My Top 10 Guilty Pleasures
#3: What Women Want (2000)
Remember the days when Mel Gibson wasn’t a stark-raving nutcase? I do. For the longest time, Gibson played macho, take-charge, action-driven characters, such as in the Mad Max and Lethal Weapon films, as well as in Braveheart (1995), The Patriot (2000), and Payback (1999). What some people may not remember, was that Gibson was also a talented comedic actor, and in What Women Want, he showcased it with a good sense of flair and timing. The story revolves around Nick Marshall (Gibson), a womanizing ad executive, who magically is given the gift of hearing what women think. At first used as a tool for his own purposes, Marshall soon realizes how women actually think of him, and decides to use his power for the benefit of others instead of himself. Yes, the story is silly, but I found myself enjoying Gibson in this role, so different from what I’ve seen him in before. He has great chemistry with the female lead, played by Helen Hunt, and the rest of the supporting cast, including Marisa Tomei and Alan Alda, provide good laughs throughout the film. The set decoration provided a great environment to work in, the soundtrack is filled with Frank Sinatra, and the whole film is reminiscent of classic Hollywood slapstick. Gibson would return to much more serious roles, both on-screen and off, but here we are given the chance to see him step back, let loose, and have a little bit of fun.
#2: Far and Away (1992)
This film is one of the forgotten pieces in the careers of both its leads, Tom Cruise and Nicole Kidman. Directed by Ron Howard, the film centers around two Irish citizens, one poor in Joseph Donnelly (Cruise) and the other rich in Shannon Christie (Kidman). Together, they escape the hardships of their lives and head over to the newly born United States of America, where land is so vast that they literally will give it away on a first come, first serve basis. Along the way, we see Joseph take a job as a bare-knuckle boxer, and Shannon eventually work as a saloon showgirl. There are many things wrong with this film, the characters are fairly one-dimensional, the depiction of Irish immigrants is borderline offensive, and both Cruise and Kidman’s accents are damn near laughable. However, the romance between them is electric; these are two people, who at the time, were really in love, and that feeling easily comes through in their interactions together. The scope of the film is very impressive. Ron Howard was able to make a film that is amazing to look at; from the hills of Ireland, to the streets of Boston, to the vast fields of Middle America, every single moment in the film looks awe-inspiring. For the breath-taking visual aspects, along with the great romanticism between Cruise and Kidman, Far and Away is worth revisiting.

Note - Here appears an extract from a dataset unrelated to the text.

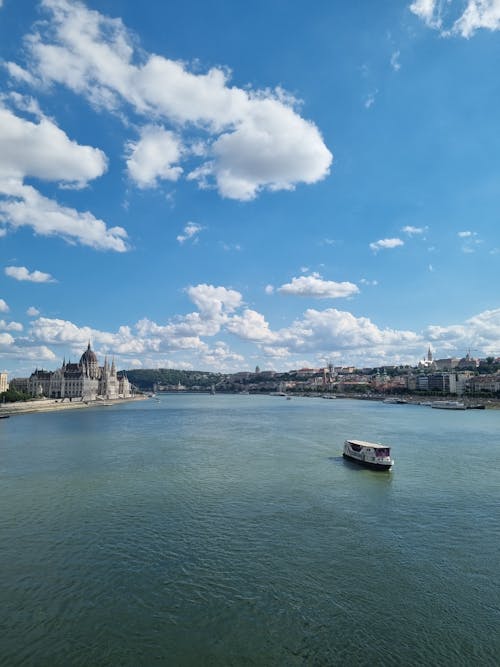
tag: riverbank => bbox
[0,395,147,417]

And, my #1 Guilty Pleasure Movie is…
#1: Something’s Gotta Give (2003)
Jack Nicholson and Diane Keaton have got to be two of the most watchable actors of their generation. Even in a film that’s complete fluff, as in Something’s Gotta Give, the two have such youthful and spirited personalities that you can’t your eyes off them. Keaton plays Erica Barry, a famous playwright in the middle of a writer’s block. Jack plays…Jack, in all honesty, but with the name and persona of Harry Sanborn, an old-school playboy. Harry likes to date much younger women, and in the beginning of the film we find him dating Erica’s daughter, Marin (Amanda Peet). After suffering a heart attack in her beach home, Harry’s doctor (played, in a weird casting choice, by Keanu Reeves) advises him to stay where he is, which eventually leads to the interaction and eventual romance between him and Erica. These segments are the best moments of the film, as we watch these two smart, interesting people converse in a way that only flirtatious couples can. I can’t think of anyone except Nicholson and Keaton that can make a mild walk along the beach seem fun, light-hearted, and simply lovely. Unfortunately, the film descends below their standard to meet the requirements of the rom-com plot, and along the way we’re greeted with unneeded nudity, slapstick comedy, and forced, awkward situations. But the acting between Nicholson and Keaton is so good that it lifts the film above the normal fare, to make it not just a guilty pleasure, but also a darn good movie.